As U.S. secretary of state, Hillary Clinton discussed “sensitive but unclassified” information through her private email account on the security situation in Benghazi during the 2011 upheaval in Libya, The New York Times (NYT) reveals.
NYT’s Michael Schmidt was able to review a trove of Benghazi-related emails submitted to the House Benghazi Select Committee, which shows that Clinton discussed information that contradicted the Obama administration’s narrative in 2012 about what triggered the attack in Benghazi on September 11 of that year.
Furthermore, the emails reveal that Libyan Ambassador Chris Stevens expressed concerns over the deteriorating security conditions in Libya 18 months before the terrorist attack on the U.S. outposts that killed him, Foreign Service Officer Sean Smith, and former Navy SEALs Tyrone Woods and Glen Doherty.
Schmidt, who first revealed the existence of Clinton’s private email account, writes:
Mrs. Clinton’s emails show that she had a special type of government information known as “sensitive but unclassified,” or “SBU,” in her account. That information included the whereabouts and travel plans of American officials in Libya as security there deteriorated during the uprising against the leadership of Col. Muammar el-Qaddafi in 2011.
“Nearly a year and a half before the attacks in Benghazi, Mr. Stevens, then an American envoy to the rebels, considered leaving Benghazi, citing deteriorating security, according to an email to Mrs. Clinton marked ‘SBU,’” he adds.
It remains uncertain whether Clinton took any security precautions to protect the private email server she used as secretary of state, which experts say is less secure than the one used by the State Department.
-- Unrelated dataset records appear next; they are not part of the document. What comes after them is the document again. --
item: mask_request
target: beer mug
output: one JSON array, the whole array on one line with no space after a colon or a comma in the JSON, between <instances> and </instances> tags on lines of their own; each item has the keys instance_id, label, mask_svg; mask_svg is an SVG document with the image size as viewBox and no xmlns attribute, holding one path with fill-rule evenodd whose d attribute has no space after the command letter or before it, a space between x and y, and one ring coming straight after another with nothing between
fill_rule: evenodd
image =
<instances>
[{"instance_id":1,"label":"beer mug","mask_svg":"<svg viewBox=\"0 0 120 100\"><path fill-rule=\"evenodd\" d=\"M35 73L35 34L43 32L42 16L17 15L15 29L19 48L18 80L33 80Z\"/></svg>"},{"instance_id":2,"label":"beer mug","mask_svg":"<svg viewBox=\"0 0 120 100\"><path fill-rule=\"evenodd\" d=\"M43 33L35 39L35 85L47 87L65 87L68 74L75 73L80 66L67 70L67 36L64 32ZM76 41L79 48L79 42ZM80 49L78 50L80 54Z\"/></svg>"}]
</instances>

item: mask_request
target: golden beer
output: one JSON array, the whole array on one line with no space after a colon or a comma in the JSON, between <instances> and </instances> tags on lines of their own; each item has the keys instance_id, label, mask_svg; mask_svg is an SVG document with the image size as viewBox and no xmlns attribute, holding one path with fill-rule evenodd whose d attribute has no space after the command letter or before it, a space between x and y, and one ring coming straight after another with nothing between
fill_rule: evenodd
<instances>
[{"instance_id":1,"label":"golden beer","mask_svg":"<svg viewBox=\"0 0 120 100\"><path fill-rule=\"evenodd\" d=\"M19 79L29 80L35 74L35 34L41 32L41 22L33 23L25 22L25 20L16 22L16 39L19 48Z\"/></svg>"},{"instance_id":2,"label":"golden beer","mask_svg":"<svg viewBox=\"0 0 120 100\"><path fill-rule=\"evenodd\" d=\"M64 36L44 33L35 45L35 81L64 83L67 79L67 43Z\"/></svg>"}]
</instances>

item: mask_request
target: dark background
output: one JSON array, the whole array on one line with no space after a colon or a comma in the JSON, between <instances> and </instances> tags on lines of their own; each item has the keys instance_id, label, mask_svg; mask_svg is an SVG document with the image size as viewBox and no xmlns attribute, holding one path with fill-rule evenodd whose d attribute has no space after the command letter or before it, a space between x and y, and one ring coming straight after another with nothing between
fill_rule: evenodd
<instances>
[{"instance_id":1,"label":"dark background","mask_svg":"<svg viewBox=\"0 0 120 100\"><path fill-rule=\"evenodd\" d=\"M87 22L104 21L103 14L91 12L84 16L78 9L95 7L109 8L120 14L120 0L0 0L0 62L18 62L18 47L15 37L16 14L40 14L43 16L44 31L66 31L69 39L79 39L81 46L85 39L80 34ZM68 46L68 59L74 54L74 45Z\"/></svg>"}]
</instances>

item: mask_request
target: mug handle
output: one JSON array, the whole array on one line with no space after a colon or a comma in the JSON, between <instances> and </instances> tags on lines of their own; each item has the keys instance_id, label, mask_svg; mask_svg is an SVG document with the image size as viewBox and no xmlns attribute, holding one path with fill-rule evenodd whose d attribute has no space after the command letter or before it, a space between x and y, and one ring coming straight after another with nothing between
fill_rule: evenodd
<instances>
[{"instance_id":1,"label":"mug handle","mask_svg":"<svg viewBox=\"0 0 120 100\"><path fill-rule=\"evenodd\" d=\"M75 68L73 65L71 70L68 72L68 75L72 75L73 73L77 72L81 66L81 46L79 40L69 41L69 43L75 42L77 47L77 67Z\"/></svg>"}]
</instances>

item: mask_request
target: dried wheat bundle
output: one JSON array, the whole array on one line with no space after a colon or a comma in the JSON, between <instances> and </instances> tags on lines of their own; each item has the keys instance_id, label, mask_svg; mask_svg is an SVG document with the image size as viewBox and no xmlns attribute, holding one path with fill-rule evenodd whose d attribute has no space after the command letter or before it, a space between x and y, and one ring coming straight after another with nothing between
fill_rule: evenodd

Schmidt reports that Clinton also forwarded emails to Jake Sullivan, her foreign policy adviser, containing memos from Sidney Blumenthal, a former Clinton aide and political ally.
Sullivan would then disseminate those memos to other senior State Department officials, reportedly, without telling them the memos were from Blumenthal.
In a memo sent to Clinton the day after the September 11, 2012, attack on the American compound in Benghazi, Blumenthal, who was subpoenaed by the Benghazi panel earlier this week, attributed the attack to an anti-Islam YouTube video, an allegation that was debunked by a memo he sent the following day.
The Times article states:
Citing “sensitive sources” in Libya, the memo provided extensive detail about the episode, saying that the siege had been set off by members of Ansar al-Shariah, the Libyan terrorist group. Those militants had ties to Al Qaeda, had planned the attacks for a month and had used a nearby protest as cover for the siege, the memo said. “We should get this around asap,” Mrs. Clinton said in an email to Mr. Sullivan. “Will do,” he responded.
That information contradicted the Obama administration’s narrative at the time about what had spawned the attacks. Republicans have said the administration misled the country about the attacks because it did not want to undermine the notion that President Obama, who was up for re-election, was winning the war on terrorism.